A sociedade brasileira, obviamente no contexto mundial, mais amplo, está também desafiada a avaliar no conjunto de suas crises a configuração das colisões entre princípios éticos e ideologias. Esses embates precisam ser administrados com o mínimo de racionalidade para não se correr o risco de polarizações que vão acelerar processos de intolerância. Deve, sempre, sobressair o exercício do entendimento, cujo ponto de partida é a preservação de princípios inegociáveis, o que inclui o respeito incondicional ao outro.
Ao assumir posturas ideológicas, não se pode “passar por cima”, desrespeitosamente, de valores e princípios de outras pessoas, de diferentes segmentos da sociedade nas suas configurações religiosas, sociais e políticas. O desrespeito, certamente, é uma das fontes da crise humanística e comunitária. Suas consequências podem ser irreversíveis: ódio, disputa e permissividade que comprometerão o mínimo de civilidade e de convívio fraterno. Aliás, a sociedade brasileira, com seus diferentes grupos, já está sofrendo com situações que expõem radicalismos e fundamentalismos. Evidentemente, esses episódios tornam a paz mais distante. Há uma facilidade irracional para agredir, acusar e espalhar mentiras. Ações que ferem o tecido da cultura brasileira e ganham amplitude nas redes sociais e nos tradicionais meios de comunicação.

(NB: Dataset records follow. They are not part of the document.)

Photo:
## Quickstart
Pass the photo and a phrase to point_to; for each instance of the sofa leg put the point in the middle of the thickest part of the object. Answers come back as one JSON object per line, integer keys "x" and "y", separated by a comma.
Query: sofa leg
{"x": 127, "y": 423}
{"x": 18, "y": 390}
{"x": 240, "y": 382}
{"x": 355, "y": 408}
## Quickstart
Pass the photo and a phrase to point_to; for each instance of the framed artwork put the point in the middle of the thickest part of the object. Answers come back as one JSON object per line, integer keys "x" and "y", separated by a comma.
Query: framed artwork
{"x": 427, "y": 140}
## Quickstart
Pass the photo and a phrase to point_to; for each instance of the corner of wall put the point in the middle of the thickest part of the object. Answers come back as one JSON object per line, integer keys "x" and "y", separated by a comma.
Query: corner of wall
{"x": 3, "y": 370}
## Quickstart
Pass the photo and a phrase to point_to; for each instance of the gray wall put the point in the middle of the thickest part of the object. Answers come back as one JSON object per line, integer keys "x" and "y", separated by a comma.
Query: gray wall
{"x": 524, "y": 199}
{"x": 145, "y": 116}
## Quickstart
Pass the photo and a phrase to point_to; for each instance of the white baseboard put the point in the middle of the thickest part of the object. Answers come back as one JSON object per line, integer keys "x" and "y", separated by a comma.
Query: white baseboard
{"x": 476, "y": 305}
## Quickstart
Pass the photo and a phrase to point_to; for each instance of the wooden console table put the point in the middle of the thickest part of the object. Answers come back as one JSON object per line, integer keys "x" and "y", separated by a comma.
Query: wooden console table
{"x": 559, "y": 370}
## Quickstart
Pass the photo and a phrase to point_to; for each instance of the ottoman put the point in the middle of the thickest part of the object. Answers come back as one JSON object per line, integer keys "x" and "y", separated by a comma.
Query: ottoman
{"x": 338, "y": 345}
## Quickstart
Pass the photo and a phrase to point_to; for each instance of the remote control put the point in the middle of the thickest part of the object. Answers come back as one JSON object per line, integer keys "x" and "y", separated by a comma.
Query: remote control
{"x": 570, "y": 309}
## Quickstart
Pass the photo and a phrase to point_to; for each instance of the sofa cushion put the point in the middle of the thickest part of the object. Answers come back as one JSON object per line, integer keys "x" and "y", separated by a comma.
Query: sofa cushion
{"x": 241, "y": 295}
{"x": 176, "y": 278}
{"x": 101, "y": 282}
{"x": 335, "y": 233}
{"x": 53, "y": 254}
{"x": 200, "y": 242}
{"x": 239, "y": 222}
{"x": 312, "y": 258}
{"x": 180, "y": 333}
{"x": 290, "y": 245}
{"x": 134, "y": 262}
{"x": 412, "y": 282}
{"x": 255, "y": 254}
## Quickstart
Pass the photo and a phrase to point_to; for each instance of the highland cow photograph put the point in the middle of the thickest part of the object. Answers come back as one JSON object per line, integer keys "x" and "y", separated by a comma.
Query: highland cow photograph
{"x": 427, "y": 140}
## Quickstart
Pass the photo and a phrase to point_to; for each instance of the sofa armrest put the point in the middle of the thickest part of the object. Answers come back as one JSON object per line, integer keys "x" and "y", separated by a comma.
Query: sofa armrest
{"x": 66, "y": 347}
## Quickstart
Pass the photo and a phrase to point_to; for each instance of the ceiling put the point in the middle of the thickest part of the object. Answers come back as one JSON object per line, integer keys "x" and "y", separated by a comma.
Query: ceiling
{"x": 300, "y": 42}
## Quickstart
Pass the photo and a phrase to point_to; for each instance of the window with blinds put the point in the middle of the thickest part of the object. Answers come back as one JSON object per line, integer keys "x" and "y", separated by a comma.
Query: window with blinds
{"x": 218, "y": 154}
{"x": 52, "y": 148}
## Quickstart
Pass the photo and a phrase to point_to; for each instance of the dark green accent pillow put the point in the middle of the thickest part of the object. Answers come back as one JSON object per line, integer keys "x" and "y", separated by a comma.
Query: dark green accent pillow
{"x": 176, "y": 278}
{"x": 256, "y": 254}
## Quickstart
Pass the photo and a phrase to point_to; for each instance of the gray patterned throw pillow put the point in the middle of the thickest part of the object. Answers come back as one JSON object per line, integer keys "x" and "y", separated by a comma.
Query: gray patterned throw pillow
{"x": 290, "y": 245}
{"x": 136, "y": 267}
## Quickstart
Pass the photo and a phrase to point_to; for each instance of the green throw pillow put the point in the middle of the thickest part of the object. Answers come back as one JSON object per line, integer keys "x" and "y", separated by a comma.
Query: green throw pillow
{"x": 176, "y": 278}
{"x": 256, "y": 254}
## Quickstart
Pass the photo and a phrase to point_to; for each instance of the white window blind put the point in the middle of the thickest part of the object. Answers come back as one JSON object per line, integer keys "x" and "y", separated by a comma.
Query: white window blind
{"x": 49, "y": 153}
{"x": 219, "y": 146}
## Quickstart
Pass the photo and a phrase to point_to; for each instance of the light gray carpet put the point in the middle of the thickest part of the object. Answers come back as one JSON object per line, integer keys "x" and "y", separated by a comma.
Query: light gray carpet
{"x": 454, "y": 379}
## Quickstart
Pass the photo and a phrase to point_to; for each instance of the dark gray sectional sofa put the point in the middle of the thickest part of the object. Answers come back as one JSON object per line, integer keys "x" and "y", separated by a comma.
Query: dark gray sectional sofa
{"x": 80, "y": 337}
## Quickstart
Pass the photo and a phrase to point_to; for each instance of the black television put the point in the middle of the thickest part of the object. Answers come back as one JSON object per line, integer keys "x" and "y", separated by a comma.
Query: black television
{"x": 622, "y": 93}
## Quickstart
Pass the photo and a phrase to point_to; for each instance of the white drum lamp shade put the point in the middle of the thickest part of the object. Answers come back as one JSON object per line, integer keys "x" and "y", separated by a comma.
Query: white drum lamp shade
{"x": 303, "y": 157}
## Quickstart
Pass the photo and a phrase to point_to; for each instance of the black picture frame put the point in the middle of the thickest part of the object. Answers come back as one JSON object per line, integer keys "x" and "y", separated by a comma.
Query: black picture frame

Eventos públicos, como os recentemente realizados nas grandes capitais do país, não podem agredir símbolos religiosos e misturar o direito de defesa de perspectivas com atitudes hostis. A ordem pública tem que se posicionar para que as banalizações não tomem conta da sociedade, um processo perigoso que corrói o núcleo da consciência coletiva. O que movimentos e grupos promoveram, por exemplo, nas ruas de São Paulo, é ofensa aos cristãos, pois se trata de banalizar os símbolos religiosos, um ato irracional. A defesa da pluralidade não justifica e não confere direito a qualquer grupo ou pessoa de assumir posturas marcadas por intolerâncias.
Os cristãos têm o direito e o dever de mostrar que a defesa de uma sociedade plural passa por um caminho diferente do que é trilhado por quem busca agredir a fé. Não se conquista a paz e o respeito ferindo princípios de uma confissão religiosa, ainda mais de maneira debochada. Diante do ocorrido em São Paulo, todo cristão é chamado a expressar ainda mais os princípios de sua fé. Deixar ficar por isso mesmo, sem esse educativo protesto, é ser conivente com um processo que, à primeira vista, parece ser aceitável como expressão democrática. Contudo, trata-se de uma precipitação tácita e perigosa da sociedade num caos produzido pela relativização abominável de princípios e valores.
É hora, portanto, de um alerta geral. Os deboches e desrespeitos promovidos por parte de um grupo – que merece ser respeitado, cada um de seus integrantes reconhecidos em sua dignidade humana -, é a “ponta de um iceberg”. Revela posturas que não podem passar despercebidas. A sociedade, com seus diversos segmentos, tem o desafio de acompanhar o processo em curso para se posicionar sobre importantes temas. Em especial, a respeito da inclusão da chamada ideologia de gênero nas diretrizes da educação nacional, um tema que ainda não é de domínio público. No horizonte dessa mudança, entre outros pontos, a escola – e não a família -, teria a tarefa de ajudar o menino ou a menina a discernir a sua identidade sexual. Isto significa passar por cima de dimensões antropológicas e éticas que são valores inegociáveis no âmbito da moral e da confissão religiosa cristã.
Esse tema traz impactos na vida de muitas pessoas. É um alerta para a indispensável participação de diferentes segmentos da sociedade, para que não se pague o alto preço por negociar princípios em razão de ideologias. Urge, portanto, conhecer os muitos processos que estão em rota de colisão com o bem da sociedade para detê-los. Quem ainda desconhece essas questões deve buscar orientação e informações. Ainda há tempo para firmar um posicionamento.